Но вот вечер начался для князя не лучшим образом. Он терпеть не мог, чтобы его беспокоили во время трапезы. А тут… Только выпил князь чару и готов уже был взяться за другую, запивая мясную уху, заправленную домашними травами, где ложка стоит стоем в густом наваре. А после не торопясь перейти к запеченному в тесте окороку из домашней свиньи и под конец насладиться вялеными фруктами и греческими орехами, заботливой рукой освобожденными от скорлупы и сваренными в меду. Как вдруг послышался неясный шум, заухали половицы под тяжелыми шагами, дверь отворилась, и перед ним, без зова, заполнив собой весь дверной проем, предстал плечистый мужчина.
Князь отнял руку с ложкой ото рта и несколько секунд с изумлением смотрел на пришедшего.
«Началось! — досадуя, помыслил он. — Ежели этот на меня напустится, то дело дрянь».
Однако виду не подал, и вопреки мыслям тонкие губы князя в тщательно выбритой полукругом светлой бороде изобразили подобие улыбки.
Человек, посмевший несвоевременно побеспокоить своего князя, нарушив тем самым его одиночество, был рязанский боярин и воевода его дружины Евпатий Львович по прозванию Коловрат. Роста он был среднего, собою крепок, широк в плечах и с такими буграми мышц на бицепсах и бедрах, которым могли позавидовать другие мужчины. Одно слово, Микула Селянинович — Богатырь!..
Своё яркое прозвище боярин получил не от языческого знака, обозначающего солнцеворот, а за воинское умение биться сразу двумя мечами, создавая вокруг себя выжженное пространство, то бишь круг. Коло — по-славянски было — вращение, ну а врат — сие, значит, круг. Это был человек, который всё, за что бы ни брался, делал старательно и умело. Отсюда и прозвище.
— Прости, что оторвал от трапезы, князь! Я только что получил весть о том, что князь Юрий разбит, а монголы два дня как осадили Рязань, чаял скорее рассказать тебе об этом. Подымай дружину, князь! Надобно нам спешить назад, идём спасать Рязань!
При этих словах кровь отхлынула от лица князя, и улыбка медленно сползала с его физиономии, еда потеряла всякий вкус, и в животе у него стало холодно, как в погребе. Неуютно стало Ингварю от известия, доставленного гонцом из Рязани.
То, что для одного послужило сигналом к немедленному действию, другим было воспринято как команда затаиться и переждать опасность.

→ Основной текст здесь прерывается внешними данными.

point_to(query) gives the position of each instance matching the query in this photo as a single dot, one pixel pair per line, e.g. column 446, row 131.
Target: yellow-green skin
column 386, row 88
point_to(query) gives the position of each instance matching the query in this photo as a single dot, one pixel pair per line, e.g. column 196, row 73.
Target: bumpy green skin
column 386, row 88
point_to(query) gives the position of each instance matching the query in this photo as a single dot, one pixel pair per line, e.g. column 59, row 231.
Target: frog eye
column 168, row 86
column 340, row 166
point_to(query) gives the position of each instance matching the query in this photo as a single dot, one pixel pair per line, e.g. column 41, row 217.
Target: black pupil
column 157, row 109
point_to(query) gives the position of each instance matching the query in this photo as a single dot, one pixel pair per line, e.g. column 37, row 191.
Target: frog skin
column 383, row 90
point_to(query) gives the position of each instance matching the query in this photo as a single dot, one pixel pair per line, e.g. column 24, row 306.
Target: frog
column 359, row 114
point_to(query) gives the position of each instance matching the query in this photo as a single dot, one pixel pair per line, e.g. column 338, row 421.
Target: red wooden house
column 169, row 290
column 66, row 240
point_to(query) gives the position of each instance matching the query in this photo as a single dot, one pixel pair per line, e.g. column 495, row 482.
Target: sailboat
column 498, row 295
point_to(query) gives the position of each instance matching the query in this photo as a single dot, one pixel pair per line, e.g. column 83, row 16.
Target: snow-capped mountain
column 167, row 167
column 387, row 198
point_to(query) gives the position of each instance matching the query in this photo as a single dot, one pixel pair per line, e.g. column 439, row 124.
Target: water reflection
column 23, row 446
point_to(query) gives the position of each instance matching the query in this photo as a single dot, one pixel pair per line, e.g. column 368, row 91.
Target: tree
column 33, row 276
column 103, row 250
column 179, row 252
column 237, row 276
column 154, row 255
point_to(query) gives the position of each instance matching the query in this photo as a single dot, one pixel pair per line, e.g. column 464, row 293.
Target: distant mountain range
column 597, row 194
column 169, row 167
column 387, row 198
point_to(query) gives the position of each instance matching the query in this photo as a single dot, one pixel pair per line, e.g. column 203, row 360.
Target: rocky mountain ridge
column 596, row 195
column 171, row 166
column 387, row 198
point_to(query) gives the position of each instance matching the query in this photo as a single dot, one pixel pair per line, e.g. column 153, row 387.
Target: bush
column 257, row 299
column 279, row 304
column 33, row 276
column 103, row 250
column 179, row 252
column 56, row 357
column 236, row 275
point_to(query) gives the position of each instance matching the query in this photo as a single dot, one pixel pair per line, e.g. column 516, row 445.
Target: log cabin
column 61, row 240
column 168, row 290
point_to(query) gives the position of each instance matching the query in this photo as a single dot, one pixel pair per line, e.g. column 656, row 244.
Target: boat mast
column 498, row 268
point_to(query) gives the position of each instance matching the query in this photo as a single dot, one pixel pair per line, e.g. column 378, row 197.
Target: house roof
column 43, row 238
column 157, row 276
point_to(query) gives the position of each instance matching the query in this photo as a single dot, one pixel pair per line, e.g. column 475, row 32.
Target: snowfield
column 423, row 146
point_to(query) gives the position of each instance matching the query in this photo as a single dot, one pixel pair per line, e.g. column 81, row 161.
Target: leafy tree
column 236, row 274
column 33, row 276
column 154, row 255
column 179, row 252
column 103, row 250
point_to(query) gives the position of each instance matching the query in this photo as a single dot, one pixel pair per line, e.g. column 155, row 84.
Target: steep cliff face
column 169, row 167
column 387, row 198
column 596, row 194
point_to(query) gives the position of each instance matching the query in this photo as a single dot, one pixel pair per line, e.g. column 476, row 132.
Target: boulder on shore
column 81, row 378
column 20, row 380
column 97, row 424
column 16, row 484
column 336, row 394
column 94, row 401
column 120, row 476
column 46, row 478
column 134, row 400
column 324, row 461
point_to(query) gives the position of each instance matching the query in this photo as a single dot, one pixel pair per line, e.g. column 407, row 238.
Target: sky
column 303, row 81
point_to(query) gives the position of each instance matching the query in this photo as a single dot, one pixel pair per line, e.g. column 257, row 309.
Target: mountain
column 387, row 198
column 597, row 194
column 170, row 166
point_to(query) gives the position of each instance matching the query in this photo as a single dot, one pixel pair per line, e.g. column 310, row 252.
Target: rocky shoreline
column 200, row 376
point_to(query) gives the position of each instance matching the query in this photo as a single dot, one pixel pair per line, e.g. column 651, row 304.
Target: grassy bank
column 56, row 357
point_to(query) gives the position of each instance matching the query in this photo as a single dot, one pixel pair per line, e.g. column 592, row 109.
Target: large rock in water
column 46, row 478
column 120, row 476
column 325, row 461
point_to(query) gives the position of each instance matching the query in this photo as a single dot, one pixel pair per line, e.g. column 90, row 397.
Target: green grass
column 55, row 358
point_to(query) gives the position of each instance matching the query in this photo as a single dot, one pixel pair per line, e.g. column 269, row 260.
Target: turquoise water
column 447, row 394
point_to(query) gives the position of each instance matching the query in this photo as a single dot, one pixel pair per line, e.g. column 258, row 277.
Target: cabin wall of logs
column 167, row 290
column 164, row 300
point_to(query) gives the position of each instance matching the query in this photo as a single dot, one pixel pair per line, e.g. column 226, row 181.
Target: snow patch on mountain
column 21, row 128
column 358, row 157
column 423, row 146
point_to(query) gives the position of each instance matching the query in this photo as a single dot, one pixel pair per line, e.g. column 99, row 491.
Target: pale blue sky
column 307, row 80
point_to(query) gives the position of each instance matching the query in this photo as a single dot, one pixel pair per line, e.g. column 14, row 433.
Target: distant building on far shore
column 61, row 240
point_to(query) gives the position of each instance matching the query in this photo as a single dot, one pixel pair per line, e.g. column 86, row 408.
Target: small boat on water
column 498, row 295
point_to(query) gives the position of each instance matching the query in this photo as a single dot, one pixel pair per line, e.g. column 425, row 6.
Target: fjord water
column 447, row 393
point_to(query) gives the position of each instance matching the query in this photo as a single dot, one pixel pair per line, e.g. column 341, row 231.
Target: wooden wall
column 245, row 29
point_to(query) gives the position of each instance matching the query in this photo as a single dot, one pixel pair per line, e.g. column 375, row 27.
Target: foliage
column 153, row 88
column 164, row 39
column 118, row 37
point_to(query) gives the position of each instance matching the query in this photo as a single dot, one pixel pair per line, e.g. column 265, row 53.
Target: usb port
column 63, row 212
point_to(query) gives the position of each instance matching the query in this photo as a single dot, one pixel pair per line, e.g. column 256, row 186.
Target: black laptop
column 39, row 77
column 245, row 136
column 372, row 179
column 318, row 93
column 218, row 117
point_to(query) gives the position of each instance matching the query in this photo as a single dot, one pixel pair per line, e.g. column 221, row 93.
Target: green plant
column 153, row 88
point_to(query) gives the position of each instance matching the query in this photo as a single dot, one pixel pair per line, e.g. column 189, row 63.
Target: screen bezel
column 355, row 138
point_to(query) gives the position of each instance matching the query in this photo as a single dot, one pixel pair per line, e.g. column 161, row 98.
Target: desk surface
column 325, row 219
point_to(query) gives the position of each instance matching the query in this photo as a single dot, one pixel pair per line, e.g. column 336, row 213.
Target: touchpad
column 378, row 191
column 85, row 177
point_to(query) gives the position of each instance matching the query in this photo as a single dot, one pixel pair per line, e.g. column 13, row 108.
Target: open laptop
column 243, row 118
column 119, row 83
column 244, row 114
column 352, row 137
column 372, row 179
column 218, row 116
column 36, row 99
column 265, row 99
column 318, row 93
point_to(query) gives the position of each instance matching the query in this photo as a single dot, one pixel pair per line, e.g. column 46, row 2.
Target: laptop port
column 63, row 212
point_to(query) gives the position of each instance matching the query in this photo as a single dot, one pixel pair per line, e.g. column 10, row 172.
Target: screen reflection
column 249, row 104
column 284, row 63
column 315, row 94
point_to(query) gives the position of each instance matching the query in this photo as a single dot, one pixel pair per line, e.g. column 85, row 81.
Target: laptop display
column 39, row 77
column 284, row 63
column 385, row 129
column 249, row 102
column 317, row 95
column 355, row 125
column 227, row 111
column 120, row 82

Взяв себя в руки, Ингварь вновь принял любезный вид и сказал:
— Время еще есть. Выпей лучше меду… — Сухой ладонью он указал боярину на лавку. — От меду мысли очищаются и снятся ночью только хорошие сны…

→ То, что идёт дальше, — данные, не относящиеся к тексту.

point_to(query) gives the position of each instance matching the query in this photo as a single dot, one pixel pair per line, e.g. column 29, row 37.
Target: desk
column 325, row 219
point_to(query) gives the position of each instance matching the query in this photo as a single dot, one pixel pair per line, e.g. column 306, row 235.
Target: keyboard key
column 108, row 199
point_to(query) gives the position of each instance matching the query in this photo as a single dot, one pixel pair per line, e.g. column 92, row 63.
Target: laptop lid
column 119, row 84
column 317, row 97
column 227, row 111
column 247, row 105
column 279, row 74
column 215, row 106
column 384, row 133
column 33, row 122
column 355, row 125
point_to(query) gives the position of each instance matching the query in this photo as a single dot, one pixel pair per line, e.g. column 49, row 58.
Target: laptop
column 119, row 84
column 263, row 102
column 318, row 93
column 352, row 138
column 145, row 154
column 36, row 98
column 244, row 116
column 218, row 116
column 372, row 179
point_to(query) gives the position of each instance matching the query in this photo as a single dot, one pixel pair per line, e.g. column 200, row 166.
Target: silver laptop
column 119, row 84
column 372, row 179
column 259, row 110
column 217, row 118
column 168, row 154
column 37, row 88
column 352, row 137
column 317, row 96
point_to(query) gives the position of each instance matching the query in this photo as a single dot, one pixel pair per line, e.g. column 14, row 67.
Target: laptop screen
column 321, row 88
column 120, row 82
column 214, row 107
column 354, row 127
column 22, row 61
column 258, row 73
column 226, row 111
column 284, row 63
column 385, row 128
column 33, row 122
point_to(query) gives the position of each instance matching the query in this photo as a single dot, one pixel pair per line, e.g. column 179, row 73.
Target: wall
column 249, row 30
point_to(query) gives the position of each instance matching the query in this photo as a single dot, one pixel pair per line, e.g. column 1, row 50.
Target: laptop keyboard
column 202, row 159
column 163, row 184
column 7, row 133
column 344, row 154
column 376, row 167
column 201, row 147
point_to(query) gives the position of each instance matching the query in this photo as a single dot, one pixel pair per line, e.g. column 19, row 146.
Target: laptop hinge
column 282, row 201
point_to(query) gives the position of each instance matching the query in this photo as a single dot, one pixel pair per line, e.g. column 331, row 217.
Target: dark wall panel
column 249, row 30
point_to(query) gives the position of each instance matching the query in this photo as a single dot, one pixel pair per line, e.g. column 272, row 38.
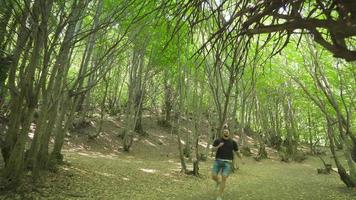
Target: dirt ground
column 99, row 169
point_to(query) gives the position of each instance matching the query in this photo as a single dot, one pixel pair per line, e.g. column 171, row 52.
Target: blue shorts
column 223, row 166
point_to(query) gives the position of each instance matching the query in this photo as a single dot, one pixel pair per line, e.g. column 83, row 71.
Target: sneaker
column 217, row 186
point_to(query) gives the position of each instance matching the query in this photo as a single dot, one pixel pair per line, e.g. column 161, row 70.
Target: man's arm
column 238, row 154
column 215, row 148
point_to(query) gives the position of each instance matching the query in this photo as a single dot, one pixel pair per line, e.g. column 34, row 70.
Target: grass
column 93, row 175
column 95, row 169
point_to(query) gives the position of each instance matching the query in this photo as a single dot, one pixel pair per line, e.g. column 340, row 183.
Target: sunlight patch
column 151, row 171
column 149, row 143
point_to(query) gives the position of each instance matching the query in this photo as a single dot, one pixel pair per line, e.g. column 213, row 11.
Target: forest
column 123, row 99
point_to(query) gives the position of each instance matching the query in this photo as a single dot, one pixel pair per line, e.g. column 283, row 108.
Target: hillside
column 99, row 169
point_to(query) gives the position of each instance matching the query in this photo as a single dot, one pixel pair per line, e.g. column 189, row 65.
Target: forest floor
column 98, row 169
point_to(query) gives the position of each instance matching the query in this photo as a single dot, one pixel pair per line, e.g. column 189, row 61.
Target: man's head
column 226, row 133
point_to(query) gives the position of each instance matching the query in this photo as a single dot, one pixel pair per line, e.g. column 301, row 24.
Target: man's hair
column 225, row 126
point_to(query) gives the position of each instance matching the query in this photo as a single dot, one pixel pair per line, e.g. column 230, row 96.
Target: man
column 225, row 148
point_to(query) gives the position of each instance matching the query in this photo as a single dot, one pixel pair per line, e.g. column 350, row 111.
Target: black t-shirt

А в это время его собственные мысли роем неслись в голове, сбиваясь в кучу. Кому спешить? Куда? Зачем? Сам Ингварь уж точно никуда не спешил и даже видел в этом свою выгоду. В конце концов, правление и есть искусство компромиссов.
Однако как бы он ни старался отсрочить дело с отъездом, а уклониться от него все равно не мог.
Чтобы придержать своего воеводу Евпатия, надумал он уговорить подождать его с малой дружиной, подсобрать ещё людей и уж потом выступить.
Немного успокоившись, Ингварь слушал басовитое урчание воеводы, а лукавый разум уже юлил, отмечая для себя слабые пункты в его предложении. И уж другие мысли, умные, но недобрые бродили сейчас в его голове, с заглядом вдаль, с тайным умыслом, такие, будто запродал князь душу нечистой силе…
Выгодно князю Ингварю дождаться окончания битвы, узнать — чья возьмет?…А там, глядишь, и что хорошее для него выйдет…
С тех пор как монгольский хан Батый привёл свои тумены, Ингварь уже не так мрачно смотрел на судьбу. Наконец-то ему представился шанс, возможно единственный за всю жизнь, поймать за хвост удачу. Вот они, безумные мечты. В определённых обстоятельствах натура всё одно берёт верх. И уж не за Юрия Игоревича он возносил молитвы свои, не за упокой сына его, погибшего в орде Фёдора. Свой интерес теперь был ему ближе.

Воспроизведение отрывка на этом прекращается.